Podemos dizer, em uma análise mais profunda, que, como no caso da gigante americana Enron – que faliu devido à imprudência administrativa e a atitudes tidas como imorais de seus gestores e colaboradores –, em que Jeffrey Skilling (CEO da empresa) e outros dirigentes agiram conforme sua fome de riqueza, as ações racionais referentes a valores – no caso, valor é a norma de conduta do espírito do capitalismo segundo o qual se deve “aumentar o próprio capital, assumido como um fim em si mesmo” – tinham, contudo, o intuito de obter lucros; portanto, um fim esperado. Se analisarmos de outra perspectiva, caso as ações sejam concebidas como racionais referentes a fins, no sentido de serem friamente calculadas, de forma sistemática,deliberada etc., o que Weber tinha-nos dito torna-se um complexo de conceitos e formulações segundo os quais o capitalismo aventureiro passa a ser racional, por ter em si a máxima da aquisição de dinheiro – embora a racionalidade não seja a mesma; contudo, há necessariamente análise de conseqüências, haja vista que a perda de dinheiro é sempre indesejada –. O fato é: a partir do momento em que se trabalha com tipos ideais de qualquer elemento figurativo de uma realidade, devem-se levar em consideração também as possíveis interações tipológicas. Para Weber, o capitalismo aventureiro é um empecilho ao desenvolvimento do capitalismo – aqui entendido como o capitalismo que vem evoluindo desde seu surgimento –. Contudo, podemos compreender as atuais bolsas de valores como representativas de centros especulativos nos quais se pode observar o que poderíamos chamar de espírito do capitalismo aventureiro – variação apenas terminológica, salvo alguns princípios que de nada interessam no momento –. Atualmente, as bolsas de valores são responsáveis pela permanência no mercado de muitas empresas, dentre elas a Enron, que só não faliu em tempos anteriores graças ao capital que mantinha em seu nome devido à especulação.
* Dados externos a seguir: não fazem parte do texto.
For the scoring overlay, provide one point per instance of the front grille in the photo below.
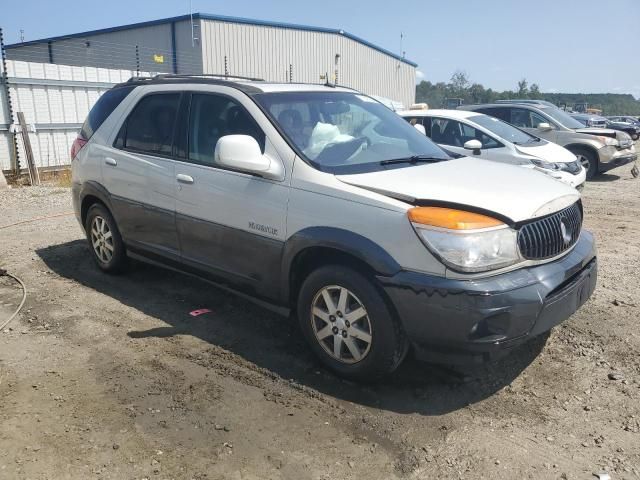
(550, 236)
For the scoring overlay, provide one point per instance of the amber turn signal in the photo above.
(451, 218)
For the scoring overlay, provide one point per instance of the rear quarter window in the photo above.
(105, 105)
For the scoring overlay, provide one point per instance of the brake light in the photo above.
(77, 145)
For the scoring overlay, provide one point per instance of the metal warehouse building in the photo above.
(214, 44)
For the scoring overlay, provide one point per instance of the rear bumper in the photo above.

Ainda sobre a supracitada empresa, Weber prescreve a total separação entre capitalismo e “os homens de negócios que pareçam absolutamente inescrupulosos ao lidar com outros”. A permanência de condutas, no cenário capitalista, como a dos traders e dos gestores da Enron, seria totalmente contestada pelo sociólogo alemão. Para concluirmos – embora fossem necessários muitos outros parágrafos para uma abordagem satisfatória do assunto –, algumas frases retiradas do documentário Enron – Os mais espertos da sala, dentre as quais uma é destacada para reforçar o discurso suprajacente:
“Você pode ganhar o mundo… todos os prêmios e troféus, a melhor sala e todos os benefícios, mas pode perder a alma durante o processo”.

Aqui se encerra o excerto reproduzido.